Well here we are late April and we wake up to snow. Now last monday is was 85 degrees...Mother Nature is apparently feeling bipolar. Oh well... we will wait for it to melt because what else can we do...
So I always go back and read my last post to connect them. We are picking another fundamental of relationships. I left it as support or humility. So when I decide which one I always go and look up the meaning of them. Humility is interesting so we will start with that one and maybe pick up support because ironically when I wrote it I wasn't realizing how intertwined they were...
So humility brings you back to the word humble. Humble: not proud or arrogant. Having a feeling of inferiority.Now humility is:the condition of being humble, the modest estimate or opinion of one's own importance or rank.
Humble and humility. They are surely needed in a relationship. Because sometimes, you need to put the other person before yourself. I'm not in the slightest saying not to be proud, please go on and be proud...but there is no room for arrogance in a relationship. Because if you pick the word relationship apart...rela would be meaning to relate...tion is a suffix, and ship- uuummm we are on this boat together, and we have to sail it. That is how I see a relationship. Two people on a boat, no sailor just them. They need to man the boat safely through the waters of life. And to be humble while doing so, would that be hard? Possibly for some people but those are the ones that need to practice it the most. I am not saying to be submissive here all the time by any means. I am saying that there is a time and a place to bring yourself down to another level so that the other person can be lifted to importance. Little gestures of kindness, little gestures of love and devotion. Nothing needs to be big. These are all simple small adjustments that can be done.

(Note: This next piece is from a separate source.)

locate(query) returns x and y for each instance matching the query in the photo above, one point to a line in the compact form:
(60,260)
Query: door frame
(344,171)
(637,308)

How do I be humble? How do I practice humility? Well how about this for example: when someone calls you and they begin to tell you they have had a bad day, listen to them. Do not interrupt with a problem you may be having. They called you because they needed you. Do not take that need away and turn the subject on to yourself. Listen and look for small opportunities to do good for another and to take yourself down a notch. We could all use a slice of humble pie now and again...there are no calories involved.
So is being humble some how related to being supportive? The meaning of support: to bear or hold up, to maintain, AND----to undergo, or endure especially with patience and submission, tolerate. Well that is interesting...To endure with submission...to hold up with humility...what do you think? To give strength to something else by being there and holding a quiet ground. Not shouting out, " I am here holding you up in your time of need, look at me doing good by you. Heeyyy I am being a very good supporter here." That's all wrong and so many times we all fall into that trap, because we want people to notice we are being humble...and that is missing the boat my friends...missing the boat all together.
Support in a relationship is the bow and the stern and the sails...they make the ship move in one direction. They keep the ship together. Unified. Oooo now there is a nice word. I think support is almost self explanatory...Just hold it up, just be there to give. Be there. Just be strong. Lift the other person. Hold the other person up. Give them what they need and take nothing until later when they give it to you.
And alas we have come to the conclusion for the time being. Sail your ship with your partner. Sail it together, through the sun and the cloudy days. Sail it together through the stormy days as well. Everything is better if you do it together.
Wishing you love and peace this week, hoping it finds you well.